In late 1978 the Chinese leadership began moving the economy from a centrally planned economy to a more market-oriented system. Whereas the system operates within a political framework of strict Communist control, the economic influence of non-state organisations and individual citizens has been steadily increasing. The authorities have switched to a system of household and village responsibility in agriculture in place of the old collectivisation, increased the authority of local officials and plant managers in industry, permitted a wide variety of small-scale enterprise in services and light manufacturing, and opened the economy to increased foreign trade and investment.
The result has been a quadrupling of GDP since 1978.
Agriculture and industry have posted major gains, especially in coastal areas near Hong Kong and opposite Taiwan, where foreign investment has helped spur output of both domestic and export goods.
Access to the WTO strengthens China's ability to maintain sturdy growth rates, and at the same time puts additional pressure on the hybrid system of strong political controls and growing market influences. Beijing has claimed 7% – 8% annual growth in recent years. However, China faces a set of substantial domestic economic policy challenges – banks, social welfare and agriculture – that will require considerable further effort on the part of the Chinese authorities to ensure continued economic success over the medium term.

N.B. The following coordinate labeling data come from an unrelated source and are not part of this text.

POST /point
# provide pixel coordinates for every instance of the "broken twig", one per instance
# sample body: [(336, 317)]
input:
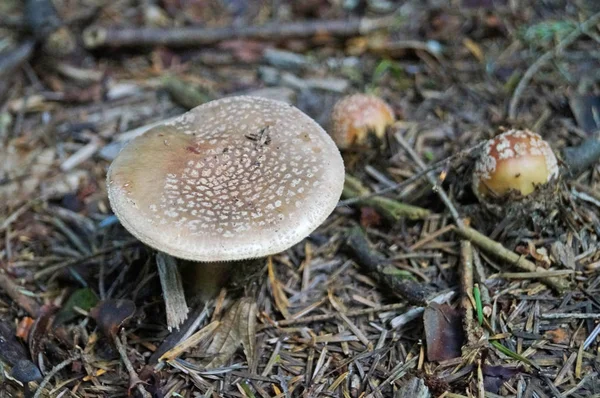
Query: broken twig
[(374, 262), (95, 37), (389, 208), (492, 247)]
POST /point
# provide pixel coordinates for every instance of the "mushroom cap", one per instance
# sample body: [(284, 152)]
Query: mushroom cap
[(515, 160), (232, 179), (354, 116)]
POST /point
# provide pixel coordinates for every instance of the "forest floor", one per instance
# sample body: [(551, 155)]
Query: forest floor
[(448, 298)]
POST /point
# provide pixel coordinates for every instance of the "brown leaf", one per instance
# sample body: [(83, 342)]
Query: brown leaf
[(443, 332), (238, 327), (110, 315)]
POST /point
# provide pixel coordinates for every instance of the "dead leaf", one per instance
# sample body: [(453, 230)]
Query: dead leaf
[(443, 332), (563, 254), (558, 336), (495, 376), (111, 315)]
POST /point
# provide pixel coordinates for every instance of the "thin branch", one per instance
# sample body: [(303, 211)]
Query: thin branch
[(496, 249), (417, 176), (53, 372), (134, 379), (95, 37), (541, 61), (432, 180)]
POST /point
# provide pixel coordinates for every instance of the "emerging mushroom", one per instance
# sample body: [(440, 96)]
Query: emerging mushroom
[(236, 178), (355, 116), (517, 160)]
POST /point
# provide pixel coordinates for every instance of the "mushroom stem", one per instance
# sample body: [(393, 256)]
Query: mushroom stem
[(203, 280), (172, 288)]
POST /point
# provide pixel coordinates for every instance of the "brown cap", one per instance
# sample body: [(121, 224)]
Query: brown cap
[(515, 160), (354, 116), (236, 178)]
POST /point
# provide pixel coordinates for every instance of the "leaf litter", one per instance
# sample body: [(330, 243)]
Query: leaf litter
[(344, 315)]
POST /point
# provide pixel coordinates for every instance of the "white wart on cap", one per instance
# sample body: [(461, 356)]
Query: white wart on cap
[(355, 116), (236, 178), (517, 160)]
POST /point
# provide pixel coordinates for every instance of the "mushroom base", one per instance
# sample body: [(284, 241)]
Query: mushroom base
[(517, 210), (203, 280)]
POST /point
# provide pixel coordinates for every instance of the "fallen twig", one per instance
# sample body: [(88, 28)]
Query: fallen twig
[(389, 208), (53, 372), (134, 379), (49, 270), (372, 261), (332, 315), (417, 176), (541, 61), (492, 247), (432, 180), (95, 37), (13, 290)]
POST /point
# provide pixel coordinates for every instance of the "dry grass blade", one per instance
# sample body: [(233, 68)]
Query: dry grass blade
[(190, 342)]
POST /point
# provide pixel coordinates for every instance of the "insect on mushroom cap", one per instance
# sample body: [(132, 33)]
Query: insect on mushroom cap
[(232, 179), (515, 160), (354, 116)]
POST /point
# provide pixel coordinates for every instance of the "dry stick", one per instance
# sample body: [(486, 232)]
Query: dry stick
[(326, 317), (417, 176), (389, 208), (78, 260), (95, 37), (53, 372), (494, 248), (432, 180), (374, 262), (133, 377), (535, 67), (13, 290)]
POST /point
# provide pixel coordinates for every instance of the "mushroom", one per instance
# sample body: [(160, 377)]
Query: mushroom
[(517, 160), (232, 179), (355, 116)]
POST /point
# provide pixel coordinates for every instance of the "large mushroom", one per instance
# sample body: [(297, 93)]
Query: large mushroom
[(233, 179)]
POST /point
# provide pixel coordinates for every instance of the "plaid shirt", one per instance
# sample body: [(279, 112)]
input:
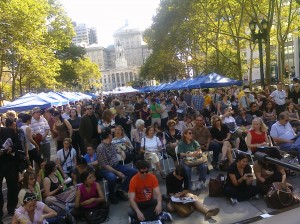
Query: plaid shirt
[(107, 155), (198, 102)]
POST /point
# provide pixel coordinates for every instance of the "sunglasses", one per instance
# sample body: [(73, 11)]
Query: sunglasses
[(29, 199), (144, 171)]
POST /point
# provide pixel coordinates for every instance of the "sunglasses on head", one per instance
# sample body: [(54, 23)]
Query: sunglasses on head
[(144, 171), (30, 198)]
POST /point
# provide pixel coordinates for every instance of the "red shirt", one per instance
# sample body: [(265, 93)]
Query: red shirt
[(257, 138), (143, 188)]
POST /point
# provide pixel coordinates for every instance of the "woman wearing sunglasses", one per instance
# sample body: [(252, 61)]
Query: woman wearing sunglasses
[(33, 211), (188, 147)]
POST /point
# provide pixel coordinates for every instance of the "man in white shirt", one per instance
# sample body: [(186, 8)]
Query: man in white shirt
[(279, 97), (284, 136)]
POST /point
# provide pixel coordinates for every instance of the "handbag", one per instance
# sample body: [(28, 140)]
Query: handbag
[(195, 161), (96, 216), (280, 196), (216, 185)]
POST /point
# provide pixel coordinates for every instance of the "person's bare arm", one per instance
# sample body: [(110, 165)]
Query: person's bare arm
[(69, 126), (47, 192)]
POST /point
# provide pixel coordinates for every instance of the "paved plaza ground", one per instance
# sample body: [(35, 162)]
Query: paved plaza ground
[(228, 213)]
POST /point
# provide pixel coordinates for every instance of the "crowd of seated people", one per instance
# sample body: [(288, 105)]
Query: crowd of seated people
[(107, 139)]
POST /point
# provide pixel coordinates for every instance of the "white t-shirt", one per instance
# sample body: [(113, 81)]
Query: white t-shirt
[(151, 144), (279, 97), (62, 154)]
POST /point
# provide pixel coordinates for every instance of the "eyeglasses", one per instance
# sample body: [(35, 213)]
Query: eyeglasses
[(144, 171), (29, 198)]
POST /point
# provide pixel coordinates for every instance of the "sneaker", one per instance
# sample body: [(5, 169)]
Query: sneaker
[(165, 216), (212, 212), (233, 201), (194, 187)]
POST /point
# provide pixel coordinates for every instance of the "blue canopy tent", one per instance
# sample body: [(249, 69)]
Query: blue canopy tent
[(57, 96), (53, 101), (26, 103), (213, 80)]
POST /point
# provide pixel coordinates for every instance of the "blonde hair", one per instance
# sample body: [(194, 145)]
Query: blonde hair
[(263, 127)]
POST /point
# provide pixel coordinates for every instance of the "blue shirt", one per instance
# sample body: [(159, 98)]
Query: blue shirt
[(282, 131)]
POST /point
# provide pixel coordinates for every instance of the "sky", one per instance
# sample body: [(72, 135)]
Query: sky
[(110, 15)]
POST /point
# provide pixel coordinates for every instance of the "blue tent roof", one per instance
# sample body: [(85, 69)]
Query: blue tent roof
[(26, 103), (213, 80), (57, 96)]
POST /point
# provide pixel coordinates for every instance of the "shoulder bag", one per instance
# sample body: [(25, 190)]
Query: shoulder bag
[(280, 196)]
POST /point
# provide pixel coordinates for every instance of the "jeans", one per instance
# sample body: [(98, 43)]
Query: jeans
[(147, 208), (112, 178), (292, 146), (8, 170), (202, 169)]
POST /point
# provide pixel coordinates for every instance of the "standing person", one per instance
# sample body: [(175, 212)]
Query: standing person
[(62, 128), (145, 197), (40, 129), (150, 146), (279, 98), (32, 146), (177, 185), (66, 158), (246, 99), (188, 147), (163, 114), (145, 115), (198, 101), (88, 128), (284, 135), (172, 136), (238, 186), (155, 112), (66, 114), (187, 96), (111, 170), (123, 120), (9, 168), (74, 120)]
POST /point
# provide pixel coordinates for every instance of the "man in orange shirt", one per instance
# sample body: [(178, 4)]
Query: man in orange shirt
[(143, 205)]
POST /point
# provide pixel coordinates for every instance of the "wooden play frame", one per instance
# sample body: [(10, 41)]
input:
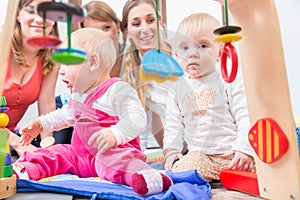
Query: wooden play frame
[(265, 82)]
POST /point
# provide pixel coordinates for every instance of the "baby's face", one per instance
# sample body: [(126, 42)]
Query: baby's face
[(197, 53)]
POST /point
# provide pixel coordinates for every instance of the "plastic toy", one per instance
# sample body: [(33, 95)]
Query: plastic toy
[(227, 34), (64, 12), (45, 41), (7, 179), (158, 65), (267, 97)]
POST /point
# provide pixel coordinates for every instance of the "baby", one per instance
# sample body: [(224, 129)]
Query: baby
[(107, 117), (204, 112)]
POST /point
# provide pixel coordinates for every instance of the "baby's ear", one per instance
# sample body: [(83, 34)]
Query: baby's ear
[(94, 62)]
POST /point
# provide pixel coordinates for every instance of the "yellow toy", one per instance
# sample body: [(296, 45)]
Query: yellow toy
[(8, 183)]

China is the largest recipient of foreign direct investment ("FDI") among developing countries and looks set to overtake the US as the largest recipient in the world. The top investors, in decreasing order of investment, are Hong Kong, USA, BVI, Japan, Taiwan, Singapore, Republic of Korea, UK, Germany, France, Holland, Cayman Islands, Macao, Australia and Canada.
Many foreign firms have been attracted to China by the potentially huge domestic market, despite widespread poverty and unemployment. Other investors have specifically entered China in order to produce goods for export. These firms view China as part of their global production strategies, and seek to take advantage of China's undoubted low labour costs. By 2001, foreign invested enterprises accounted for half of China's exports.